Precisely who initiated the surrender is not known. Colonel Garland and General Churchill reported that the white flags first appeared in the 24th Texas Cavalry Regiment. Col. Garland also reported that as the word was being passed down the line towards the fort from the left of the sixth and as he was standing on the left of the sixth, this regiment refused to raise the white flag and pass it on down the line to the fort. The firing had ceased on the left but the right continued to receive fire from the enemies batteries until they took possession of the fort. (3,6)

"The first intelligible thing is some one on our left, cries out 'Hoist the white flag on the fort, pass the word down the line' – The same words were passed to the next company on our right towards the Fort" wrote Capt. Samuel T. Foster (One of C.C.) In a few minutes the Confederate flag is pulled down and a white flag run up on the flag staff in the fort, and white handkerchiefs or shirt tails are hoisted on ramrods and on guns all along the line. The strength of the Sixth Texas on January 9 was reported to be 542 officers and enlisted men. The total number of casualties suffered by the Sixth Texas during the entire battle as reported by Col. Garland was 8 killed, 24 wounded and 21 missing or 10%. The entire command suffering only 28 killed, 81 wounded and 68 missing or 177 out of approximately 3,350 men engaged. The Union forces reported 134 men killed, 898 wounded and 29 missing for a total of 1,061 casualties. (6)

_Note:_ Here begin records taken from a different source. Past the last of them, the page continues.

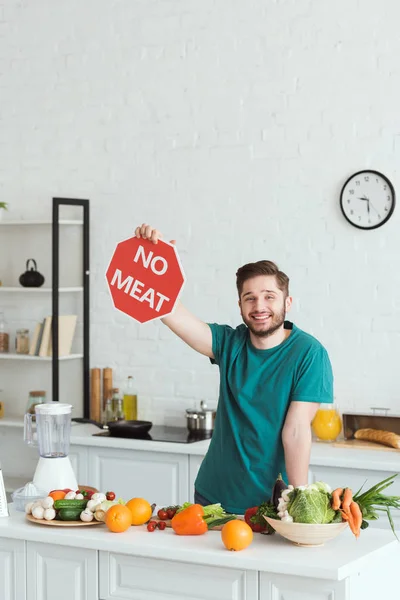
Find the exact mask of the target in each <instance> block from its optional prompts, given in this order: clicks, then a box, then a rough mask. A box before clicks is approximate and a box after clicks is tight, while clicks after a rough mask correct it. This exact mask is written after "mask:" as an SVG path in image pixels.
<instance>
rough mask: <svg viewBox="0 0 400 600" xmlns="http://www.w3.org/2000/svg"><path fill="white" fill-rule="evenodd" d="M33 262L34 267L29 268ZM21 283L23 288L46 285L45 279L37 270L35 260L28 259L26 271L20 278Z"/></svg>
mask: <svg viewBox="0 0 400 600" xmlns="http://www.w3.org/2000/svg"><path fill="white" fill-rule="evenodd" d="M31 261H32V262H33V264H34V267H31V268H29V263H30V262H31ZM19 282H20V284H21V285H22V286H23V287H40V286H41V285H43V284H44V277H43V275H42V274H41V273H39V271H37V270H36V261H35V260H34V259H33V258H28V260H27V261H26V271H25V273H22V275H21V276H20V278H19Z"/></svg>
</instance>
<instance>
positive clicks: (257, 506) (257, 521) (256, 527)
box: [244, 506, 267, 533]
mask: <svg viewBox="0 0 400 600" xmlns="http://www.w3.org/2000/svg"><path fill="white" fill-rule="evenodd" d="M258 509H259V507H258V506H253V507H252V508H248V509H247V510H246V512H245V513H244V520H245V521H246V523H247V525H250V527H251V529H252V530H253V531H254V532H257V533H261V532H262V531H265V530H266V529H267V522H266V520H265V519H263V518H262V517H261V518H260V517H259V515H258Z"/></svg>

The prisoners were ordered to stack arms and then marched to the rear of the line to the bank of the river above the fort and guards placed around them. Most of the Confederate soldiers left their blankets, quilts, and extra clothing in the log huts, and were not permitted to retrieve them. Without proper winter attire, they were ill-prepared to travel northward to prison camps in the middle of winter.

January 12–30, 1863 – The prisoners are processed and boarded steamboats. Rain began to fall and as they made their way north the rain turned to snow and the men suffered terribly from the cold. The steamboats made their way to the Mississippi River and ascended it, stopping at Memphis for a couple of days. From Memphis, the ships went to Cairo, Illinois, then to St. Louis.

=== Battle of Missionary Ridge===
In November 1863 the regiment was consolidated into what became known as "Granbury's Texas Brigade." On November 24–25, 1863 the regiment held the northern end of the ridge where they protected the Confederate flank from 20,000 advancing Union forces.